As of one week ago, I am officially in my last month as an undergrad, which means an insane amount of final homework and papers. I now have post-graduation plans, which include moving back in with my parents and commuting an hour to and from a job every day. I recently found out that my boyfriend will be moving and living three hours away, which equates to a long-distance relationship in my mind.
And so on. You get the point. So much is changing, and I’m just not convinced that I’m ready.
I know that this transition period is not unique to me. All of my classmates are going through it as well, but here’s the thing: they can go out, drink, and forget about it for a bit. Although I’m sure that’s not the driving force behind their drinking, it’s got to be nice to be able to let loose and allow those pressing matters to take up residence in the back of their minds rather than the forefront.

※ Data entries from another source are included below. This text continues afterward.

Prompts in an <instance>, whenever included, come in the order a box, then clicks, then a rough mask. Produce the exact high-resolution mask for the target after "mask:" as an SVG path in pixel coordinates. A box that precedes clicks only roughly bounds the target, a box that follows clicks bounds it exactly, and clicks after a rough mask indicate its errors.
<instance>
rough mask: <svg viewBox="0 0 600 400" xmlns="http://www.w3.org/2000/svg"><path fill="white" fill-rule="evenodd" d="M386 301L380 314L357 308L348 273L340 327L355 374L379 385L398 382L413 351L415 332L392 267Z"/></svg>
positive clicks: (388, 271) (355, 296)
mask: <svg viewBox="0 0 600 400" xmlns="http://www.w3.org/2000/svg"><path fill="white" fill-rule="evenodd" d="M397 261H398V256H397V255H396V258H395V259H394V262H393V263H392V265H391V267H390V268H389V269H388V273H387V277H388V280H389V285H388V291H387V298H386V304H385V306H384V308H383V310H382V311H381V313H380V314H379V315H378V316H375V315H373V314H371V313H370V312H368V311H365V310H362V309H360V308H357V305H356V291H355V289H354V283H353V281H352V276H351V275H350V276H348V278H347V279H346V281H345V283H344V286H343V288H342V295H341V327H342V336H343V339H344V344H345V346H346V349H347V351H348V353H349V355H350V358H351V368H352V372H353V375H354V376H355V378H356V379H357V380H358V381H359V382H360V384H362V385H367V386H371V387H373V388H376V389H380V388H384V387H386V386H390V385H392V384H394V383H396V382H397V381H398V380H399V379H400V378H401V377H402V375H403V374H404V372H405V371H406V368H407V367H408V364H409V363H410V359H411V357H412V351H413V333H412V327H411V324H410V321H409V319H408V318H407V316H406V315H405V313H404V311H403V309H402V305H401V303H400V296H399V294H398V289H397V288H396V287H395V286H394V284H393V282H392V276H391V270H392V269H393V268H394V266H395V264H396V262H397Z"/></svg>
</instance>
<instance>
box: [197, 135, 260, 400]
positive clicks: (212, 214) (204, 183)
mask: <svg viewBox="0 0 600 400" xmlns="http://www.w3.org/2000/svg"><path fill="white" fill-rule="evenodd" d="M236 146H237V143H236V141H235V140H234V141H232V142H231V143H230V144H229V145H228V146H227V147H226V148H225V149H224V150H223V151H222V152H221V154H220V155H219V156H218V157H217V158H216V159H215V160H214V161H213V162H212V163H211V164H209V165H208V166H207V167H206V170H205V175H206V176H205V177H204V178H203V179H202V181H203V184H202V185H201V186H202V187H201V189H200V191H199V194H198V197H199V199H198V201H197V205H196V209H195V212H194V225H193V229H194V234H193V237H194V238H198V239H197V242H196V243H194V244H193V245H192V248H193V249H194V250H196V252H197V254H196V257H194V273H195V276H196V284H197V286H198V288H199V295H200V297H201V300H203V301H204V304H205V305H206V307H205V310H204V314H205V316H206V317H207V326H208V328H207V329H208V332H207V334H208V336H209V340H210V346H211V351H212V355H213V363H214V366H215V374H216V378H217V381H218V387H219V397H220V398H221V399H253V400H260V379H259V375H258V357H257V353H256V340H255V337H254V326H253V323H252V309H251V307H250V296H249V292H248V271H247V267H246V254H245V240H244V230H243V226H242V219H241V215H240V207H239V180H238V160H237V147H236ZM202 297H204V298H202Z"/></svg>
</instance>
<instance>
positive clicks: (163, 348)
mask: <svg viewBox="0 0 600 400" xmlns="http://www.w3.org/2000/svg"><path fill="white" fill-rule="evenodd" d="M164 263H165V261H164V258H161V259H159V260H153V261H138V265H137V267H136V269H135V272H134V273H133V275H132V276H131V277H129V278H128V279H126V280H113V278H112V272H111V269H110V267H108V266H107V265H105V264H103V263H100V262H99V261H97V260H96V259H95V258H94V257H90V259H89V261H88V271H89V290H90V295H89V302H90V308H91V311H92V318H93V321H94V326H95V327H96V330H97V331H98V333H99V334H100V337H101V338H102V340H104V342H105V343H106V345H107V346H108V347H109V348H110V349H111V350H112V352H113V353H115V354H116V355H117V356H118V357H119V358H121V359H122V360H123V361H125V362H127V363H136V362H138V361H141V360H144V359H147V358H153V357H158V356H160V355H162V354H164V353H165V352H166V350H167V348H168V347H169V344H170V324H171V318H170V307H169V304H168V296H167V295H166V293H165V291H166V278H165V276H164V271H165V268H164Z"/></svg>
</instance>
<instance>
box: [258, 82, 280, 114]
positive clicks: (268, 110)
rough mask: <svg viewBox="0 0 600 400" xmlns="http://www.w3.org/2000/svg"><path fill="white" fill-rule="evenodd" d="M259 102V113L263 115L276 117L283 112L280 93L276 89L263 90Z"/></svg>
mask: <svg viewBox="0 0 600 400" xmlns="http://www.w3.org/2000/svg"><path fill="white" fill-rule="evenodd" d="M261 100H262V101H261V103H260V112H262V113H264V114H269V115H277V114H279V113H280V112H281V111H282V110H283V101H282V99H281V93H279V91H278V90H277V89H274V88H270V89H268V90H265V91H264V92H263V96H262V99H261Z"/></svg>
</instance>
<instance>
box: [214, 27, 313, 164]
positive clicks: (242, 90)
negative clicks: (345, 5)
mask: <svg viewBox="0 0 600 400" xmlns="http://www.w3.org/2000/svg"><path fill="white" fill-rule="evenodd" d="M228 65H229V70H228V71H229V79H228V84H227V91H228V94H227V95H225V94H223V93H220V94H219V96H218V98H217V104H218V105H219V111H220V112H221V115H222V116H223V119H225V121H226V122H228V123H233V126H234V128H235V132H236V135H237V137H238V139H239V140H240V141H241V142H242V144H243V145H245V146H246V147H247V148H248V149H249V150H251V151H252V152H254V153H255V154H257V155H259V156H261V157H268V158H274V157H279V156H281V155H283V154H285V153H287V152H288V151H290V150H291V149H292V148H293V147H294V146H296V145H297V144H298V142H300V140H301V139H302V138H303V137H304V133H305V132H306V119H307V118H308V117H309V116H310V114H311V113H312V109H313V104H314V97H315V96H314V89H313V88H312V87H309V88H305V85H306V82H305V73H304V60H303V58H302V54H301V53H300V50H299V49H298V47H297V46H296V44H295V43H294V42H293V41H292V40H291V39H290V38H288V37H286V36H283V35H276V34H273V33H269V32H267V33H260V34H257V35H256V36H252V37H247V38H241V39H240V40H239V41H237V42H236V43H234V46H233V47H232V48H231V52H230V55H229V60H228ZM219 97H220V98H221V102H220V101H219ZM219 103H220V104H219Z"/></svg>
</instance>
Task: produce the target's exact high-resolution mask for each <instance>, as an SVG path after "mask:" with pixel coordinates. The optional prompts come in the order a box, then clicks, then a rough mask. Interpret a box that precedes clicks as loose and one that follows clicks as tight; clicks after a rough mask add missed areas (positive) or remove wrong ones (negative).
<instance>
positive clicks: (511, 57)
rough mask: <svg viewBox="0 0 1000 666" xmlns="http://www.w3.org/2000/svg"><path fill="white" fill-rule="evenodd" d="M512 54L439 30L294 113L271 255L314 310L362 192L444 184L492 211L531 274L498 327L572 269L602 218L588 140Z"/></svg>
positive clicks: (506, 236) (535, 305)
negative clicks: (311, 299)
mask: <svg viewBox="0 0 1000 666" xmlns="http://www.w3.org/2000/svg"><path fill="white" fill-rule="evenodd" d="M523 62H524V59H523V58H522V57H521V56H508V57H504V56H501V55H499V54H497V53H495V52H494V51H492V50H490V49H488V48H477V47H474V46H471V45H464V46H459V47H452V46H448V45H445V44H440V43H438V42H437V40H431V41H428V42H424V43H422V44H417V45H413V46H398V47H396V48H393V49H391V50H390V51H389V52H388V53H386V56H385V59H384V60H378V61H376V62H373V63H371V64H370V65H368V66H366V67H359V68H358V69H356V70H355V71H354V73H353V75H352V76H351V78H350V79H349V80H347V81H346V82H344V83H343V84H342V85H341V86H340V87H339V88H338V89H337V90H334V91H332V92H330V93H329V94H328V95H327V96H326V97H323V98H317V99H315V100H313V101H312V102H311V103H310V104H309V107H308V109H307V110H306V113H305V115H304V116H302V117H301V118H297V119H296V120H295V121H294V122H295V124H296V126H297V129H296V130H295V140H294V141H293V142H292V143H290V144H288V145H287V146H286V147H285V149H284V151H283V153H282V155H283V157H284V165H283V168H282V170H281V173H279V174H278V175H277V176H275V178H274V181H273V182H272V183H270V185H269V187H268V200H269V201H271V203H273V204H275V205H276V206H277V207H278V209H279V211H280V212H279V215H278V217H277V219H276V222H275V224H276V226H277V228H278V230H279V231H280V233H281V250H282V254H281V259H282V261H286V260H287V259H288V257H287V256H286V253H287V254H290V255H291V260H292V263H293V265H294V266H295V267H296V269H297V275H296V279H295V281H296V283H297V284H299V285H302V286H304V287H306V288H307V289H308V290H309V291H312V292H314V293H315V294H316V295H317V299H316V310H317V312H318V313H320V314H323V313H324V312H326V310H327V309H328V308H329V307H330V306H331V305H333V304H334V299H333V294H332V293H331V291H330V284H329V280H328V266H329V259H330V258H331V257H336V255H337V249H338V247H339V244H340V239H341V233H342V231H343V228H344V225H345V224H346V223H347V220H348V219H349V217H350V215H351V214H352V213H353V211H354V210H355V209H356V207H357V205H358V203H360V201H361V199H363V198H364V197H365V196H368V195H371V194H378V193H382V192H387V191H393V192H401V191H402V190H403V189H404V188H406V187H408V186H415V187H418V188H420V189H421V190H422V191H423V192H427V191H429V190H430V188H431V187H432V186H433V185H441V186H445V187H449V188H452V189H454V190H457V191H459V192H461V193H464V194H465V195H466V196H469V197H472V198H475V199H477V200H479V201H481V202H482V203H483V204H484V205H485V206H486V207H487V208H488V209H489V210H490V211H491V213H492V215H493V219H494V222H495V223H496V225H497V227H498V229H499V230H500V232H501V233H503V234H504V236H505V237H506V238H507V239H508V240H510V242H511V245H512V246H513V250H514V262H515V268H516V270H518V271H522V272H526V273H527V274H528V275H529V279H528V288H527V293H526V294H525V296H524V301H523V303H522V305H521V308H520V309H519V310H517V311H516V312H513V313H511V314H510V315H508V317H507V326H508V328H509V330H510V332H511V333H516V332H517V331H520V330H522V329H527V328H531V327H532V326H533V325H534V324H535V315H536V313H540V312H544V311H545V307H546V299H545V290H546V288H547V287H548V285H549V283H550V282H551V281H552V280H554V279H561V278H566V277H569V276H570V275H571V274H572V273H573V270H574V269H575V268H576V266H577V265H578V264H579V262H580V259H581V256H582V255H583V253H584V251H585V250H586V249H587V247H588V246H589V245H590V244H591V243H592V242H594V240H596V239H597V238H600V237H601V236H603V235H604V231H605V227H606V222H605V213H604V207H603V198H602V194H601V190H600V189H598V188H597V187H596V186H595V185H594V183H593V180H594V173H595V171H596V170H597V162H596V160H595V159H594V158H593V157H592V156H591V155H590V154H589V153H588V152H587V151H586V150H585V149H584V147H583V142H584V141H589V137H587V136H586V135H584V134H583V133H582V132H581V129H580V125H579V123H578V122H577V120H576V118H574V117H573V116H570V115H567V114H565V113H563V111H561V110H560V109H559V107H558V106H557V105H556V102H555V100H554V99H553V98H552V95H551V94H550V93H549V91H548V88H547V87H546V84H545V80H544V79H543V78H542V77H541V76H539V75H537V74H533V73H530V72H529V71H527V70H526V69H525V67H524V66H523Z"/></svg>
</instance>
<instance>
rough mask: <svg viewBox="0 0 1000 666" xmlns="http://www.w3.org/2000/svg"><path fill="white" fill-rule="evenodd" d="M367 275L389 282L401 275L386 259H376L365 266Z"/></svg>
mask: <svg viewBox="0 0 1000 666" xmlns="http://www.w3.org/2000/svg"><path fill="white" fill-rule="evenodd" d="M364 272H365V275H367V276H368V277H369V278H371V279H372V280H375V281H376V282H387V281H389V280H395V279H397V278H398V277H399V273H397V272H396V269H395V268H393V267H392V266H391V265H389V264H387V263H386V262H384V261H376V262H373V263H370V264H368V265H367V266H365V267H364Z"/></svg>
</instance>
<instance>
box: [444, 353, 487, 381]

But that’s not an option for me. Actually, I shouldn’t say that. Of course it’s an option. It’s always an option to go pick up a drink. But it’s a choice not to. So why should “sober you” keep making that choice, even when it feels like life is kicking your ass?
1. You’re probably an inspiration to someone. While you may not know it, someone likely admires you for your choice to be sober. More often than not, your story has affected someone more than you know. Don’t shatter that by giving in to stress.
2. Your life is better this way. If you got sober, it was because your life was not what you wanted it to be. If you pick up a drink, this will likely be the case again, and quickly. Don’t let stress and uncertainty take that away from you.
3. Opening the door to one addiction leads to another door and another addiction. Luckily, I only ever dealt with alcohol as an addiction, but there were a few times that I cut while under the influence, thinking it would alleviate the pain. It didn’t. I never cut sober, so clearly the alcohol had something to do with that blurred decision making. It makes sense.
4. You’ll want to remember this time later on. Even though it seems like life is kicking your ass, you’re probably gaining some valuable lessons, insight and information for down the road. Drinking yourself into oblivion would just undo that. A few weeks down the road, you’ll be glad for the chaos and stress of this time because it taught you, as life has a way of doing.
5. A hangover will just exacerbate the force of said kick in the ass. Hangovers make everything worse. Everything. If you’re already stressed out and overwhelmed, a pounding head and turning stomach will not help. In fact it will do the opposite—it will just make everything seem less achievable.
6. You’ll avoid making stupid, drunken decisions. If you’re sober, you’re no stranger to a past where you woke up in the morning with major regrets from the night before. When life is already kicking your ass, the last thing you need is additional stress created by choices made while intoxicated.
7. Your emotions should not dictate your life. Yes, this is easier said than done. But really, being stressed out and uncertain about points in life is normal. There is nothing unique about it, it’s just something you have to push through and feel. Numbing won’t do any good because the stressors will still be present, waiting to be confronted.
8. You’ve worked hard for your sobriety. Actually, I can’t speak for you. But I’ve worked harder for these almost-two-years of sobriety than I’ve worked for most things in my life. The last thing I want to do is throw that all away so that I can de-stress for a few hours. Because that’s all it would be—a few hours—and then back to reality. It’s not worth it.
9. You won’t have to explain yourself. Again, I can only speak for myself, but I know if I were to go out to a bar in this college town and get a drink, it would be in front of about 50 people who know I am sober, including the bartender. I would have a lot of justifying to do, which would just result in shame and guilt. I kicked shame and guilt out of my life a long time ago, and I don’t want to let them back in.
10. If you were strong enough to get sober, then you’re strong enough to get through this, too. (Whatever “this” may be) Getting sober was the hardest thing I’ve ever done. Therefore, this chaotic time of my life has got nothing on it. Nothing. If I can get and stay sober, then I can make it through this stressful few weeks without losing that sobriety. I can, and I will, one day, one hour, one minute at a time.